Drowsiness, dizziness: health risks for runners

Nevertheless, the UCI’s ban was primarily intended to preserve the health and safety of the runner”, specifies the instance on its site. The decision had come to conclude a debate on the question of the massive falls observed in the race, and that the immediate side effects of tramadol, such as drowsiness or the appearance of dizziness, could have favored.

On the Tour of Spain, I have already seen the Sky riders lead the peloton. Going up to their height when attacking a pass, I realized that the guys were sleeping on their bikes. I asked one of them a question, he was drooling and looked at me with a hallucinated look, testified in 2016 to Release a rider on condition of anonymity, two years after Canadian Michael Barry became the first rider to publicly denounce the abuse of tramadol in the peloton. Especially since the consumption of this opium derivative can lead to “a longer-term addiction”insists the doctor of one of the 15 formations affiliated to the MPCC out of the 17 in the ProTour category, the equivalent of the second division of world cycling, in addition to half of the 18 elite teams.

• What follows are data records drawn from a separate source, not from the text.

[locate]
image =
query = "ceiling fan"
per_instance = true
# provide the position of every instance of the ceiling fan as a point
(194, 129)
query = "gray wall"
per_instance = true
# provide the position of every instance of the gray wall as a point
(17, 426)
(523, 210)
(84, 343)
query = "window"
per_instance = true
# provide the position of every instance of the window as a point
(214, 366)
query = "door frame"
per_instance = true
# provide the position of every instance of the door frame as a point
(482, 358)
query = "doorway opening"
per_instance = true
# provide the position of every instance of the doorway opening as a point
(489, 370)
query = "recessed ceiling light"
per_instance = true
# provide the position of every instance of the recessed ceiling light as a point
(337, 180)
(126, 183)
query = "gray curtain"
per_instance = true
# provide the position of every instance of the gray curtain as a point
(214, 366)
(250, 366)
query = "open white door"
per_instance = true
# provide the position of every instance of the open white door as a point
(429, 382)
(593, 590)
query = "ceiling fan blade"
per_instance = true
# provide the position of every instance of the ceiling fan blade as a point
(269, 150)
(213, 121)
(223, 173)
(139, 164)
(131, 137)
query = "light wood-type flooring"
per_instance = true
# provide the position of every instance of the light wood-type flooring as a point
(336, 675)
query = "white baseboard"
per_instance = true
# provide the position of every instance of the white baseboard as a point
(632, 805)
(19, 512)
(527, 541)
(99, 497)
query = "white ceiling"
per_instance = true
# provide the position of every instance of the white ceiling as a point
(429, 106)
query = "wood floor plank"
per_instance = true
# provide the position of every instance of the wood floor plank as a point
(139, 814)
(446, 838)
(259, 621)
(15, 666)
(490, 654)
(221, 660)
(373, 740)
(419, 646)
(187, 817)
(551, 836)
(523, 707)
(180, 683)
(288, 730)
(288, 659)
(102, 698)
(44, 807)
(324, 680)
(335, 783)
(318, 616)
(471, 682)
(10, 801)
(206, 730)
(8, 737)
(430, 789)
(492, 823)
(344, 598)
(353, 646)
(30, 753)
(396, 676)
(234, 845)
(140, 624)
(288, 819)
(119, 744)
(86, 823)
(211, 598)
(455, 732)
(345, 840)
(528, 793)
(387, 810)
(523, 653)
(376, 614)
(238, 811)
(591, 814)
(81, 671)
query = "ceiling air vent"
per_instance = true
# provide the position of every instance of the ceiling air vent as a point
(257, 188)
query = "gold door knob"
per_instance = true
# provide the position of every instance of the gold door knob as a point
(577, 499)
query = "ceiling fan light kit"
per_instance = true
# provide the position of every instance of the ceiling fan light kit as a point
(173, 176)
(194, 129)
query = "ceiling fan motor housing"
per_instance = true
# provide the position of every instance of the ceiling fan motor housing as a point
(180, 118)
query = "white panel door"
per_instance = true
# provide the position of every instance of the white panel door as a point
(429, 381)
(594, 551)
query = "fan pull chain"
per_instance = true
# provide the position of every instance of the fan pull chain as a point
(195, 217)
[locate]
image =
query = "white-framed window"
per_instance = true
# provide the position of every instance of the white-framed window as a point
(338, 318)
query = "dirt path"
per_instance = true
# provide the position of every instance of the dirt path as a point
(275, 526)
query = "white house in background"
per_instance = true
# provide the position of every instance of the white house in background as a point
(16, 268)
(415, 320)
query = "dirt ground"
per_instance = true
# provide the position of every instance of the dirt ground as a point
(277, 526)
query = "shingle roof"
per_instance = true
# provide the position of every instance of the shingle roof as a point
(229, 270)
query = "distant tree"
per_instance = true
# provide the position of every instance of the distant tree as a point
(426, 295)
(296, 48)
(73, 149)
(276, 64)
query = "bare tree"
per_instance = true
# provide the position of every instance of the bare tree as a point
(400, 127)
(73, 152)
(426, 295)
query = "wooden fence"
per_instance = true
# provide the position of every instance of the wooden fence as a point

The Nairo Quintana case represents the first known positive test for tramadol since 2019. An exception in the eyes of Roger Legeay, who wants to believe that “This problem is now solved in cycling. This is not the case for Quintana who will re-examine the use of tramadol in the professional peloton. The last step is for WADA to put it on the list of doping products, and they are considering it. »



Women’s Tour de France: with Annemiek van Vleuten, the Netherlands flew over the race

As expected, the epilogue of this Tour de France Women took place in the Vosges, during the only two mountain stages concocted by the organizers. And as expected, Annemiek van Vleuten crushed the pedals to outwit the competition. The number of the Dutchwoman was still enough to disconcert the peloton and the observers. Saturday July 30, first. Starting alone 65 kilometers from the finish, the Movistar runner had widened the gaps in the ascent of the Grand Ballon pass, relegating her compatriot Marianne Vos, yellow jersey at the start, to more than twenty minutes. More than the stage victory, the climber of almost 40 years had knocked out the general classification and had made sure, barring an accident, of winning the event.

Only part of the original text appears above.